"I have never thought of God," he continued to reiterate. "I have never cared for Him, or tried to please Him, or done the least thing for Him. And now I'm going to face His wrath, and I can't help myself!"
"You may be spared yet," said William; "you may indeed. And your future life must atone for the past."
"I shan't be spared, sir; I feel that the world's all up with me," was the rejoinder. "I'm going fast, and there's nobody to give me a word of comfort! Can't you, sir? I'm going away, and God's angry with me!"
William leaned over him. "I can only say as Charlotte East did," he whispered. "Try and find your Saviour. There is mercy with Him at the eleventh hour."
"I have not the time to find Him," breathed forth Tyrrett, in agony. "I might find Him if I had time given me; but I have not got it."
William, shrinking in his youth and inexperience from arguing upon topics so momentous, was not equal to the emergency. Who was? He did what he could; and that was to despatch a message for a clergyman, who answered the summons with speed.
The blister also came, and the medicine that had been prescribed. William went home, hoping all might prove as a healing balm to the sick man.

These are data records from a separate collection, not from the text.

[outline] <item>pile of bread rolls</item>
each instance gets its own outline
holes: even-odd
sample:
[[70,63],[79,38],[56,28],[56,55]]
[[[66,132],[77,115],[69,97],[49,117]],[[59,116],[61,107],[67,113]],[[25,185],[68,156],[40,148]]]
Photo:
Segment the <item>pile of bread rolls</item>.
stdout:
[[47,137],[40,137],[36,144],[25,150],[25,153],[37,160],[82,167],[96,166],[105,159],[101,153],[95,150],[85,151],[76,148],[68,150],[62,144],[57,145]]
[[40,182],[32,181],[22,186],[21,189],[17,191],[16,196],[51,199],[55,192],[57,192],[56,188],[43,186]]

A fallacious hope. Tyrrett died the following morning. When William went round early on his mission of inquiry, he found him dead. Some of the men, whom he had seen with Tyrrett the previous night, were assembled in the kitchen.
"He is but just gone, sir," they said, "The women be up with him now. They have took his wife round screeching to her mother's. He died with that there blister on his chest."
"Did he die peacefully?" was William's question.